All right, that’s two complaints. But it seems people in Germany have few qualms about bumping into – or downright stepping on one another, without so much as an Entschuldigung (excuse me).
You see it in the trains, busses, shopping centers, streets, Christmas markets (where people in white winter coats are carrying two mugs of Glühwein…AHEM) – everywhere. Thomas says the “pushing thing” is just a big city problem, like in any country. But I’ve seen this behavior, albeit on a lesser scale, in smaller German towns we’ve visited as well.

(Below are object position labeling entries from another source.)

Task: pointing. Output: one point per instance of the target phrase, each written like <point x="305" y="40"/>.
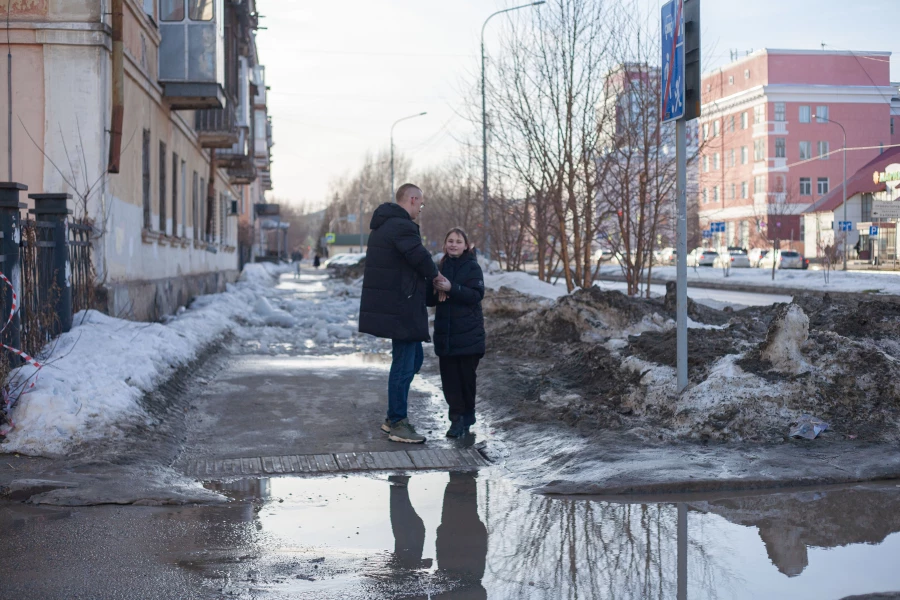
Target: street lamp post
<point x="392" y="148"/>
<point x="844" y="183"/>
<point x="487" y="215"/>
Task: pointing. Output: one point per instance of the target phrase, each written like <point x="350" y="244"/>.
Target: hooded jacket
<point x="458" y="321"/>
<point x="398" y="271"/>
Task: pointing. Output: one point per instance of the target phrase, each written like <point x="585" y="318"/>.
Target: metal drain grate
<point x="468" y="458"/>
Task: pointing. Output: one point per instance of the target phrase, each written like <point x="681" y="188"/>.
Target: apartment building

Sure they look politely packed in here. But that's because they're standing still. |
And of course, (and I have to credit Thomas for this observation), the quantity of excuse me’s in the U.S. seems to correlate with the climate. In Arizona, where it’s nice and warm, people tend to be more friendly, and even overly-polite at times. But in Wisconsin during the cold-as-crap winter, people’s personal space bubbles (and respect for others’) tend to shrink. When it’s -20° C, each word seems to decrease your body temperature. So apologia is reserved for more sever social transgressions, like perhaps coming within 1.5 feet of stepping on someone’s toes in the heat pack aisle of Farm and Fleet. Perhaps this upward temperature/politeness trend will occur in Munich as well (I’ve only been here since November 2010). We'll see...
Maybe we just have bigger “personal space bubbles” in the U.S., and we get wigged out at the thought of violating someone else’s. But even still, I have to say that’s one thing I miss in the U.S. At least my local dry-cleaner gets a little extra business.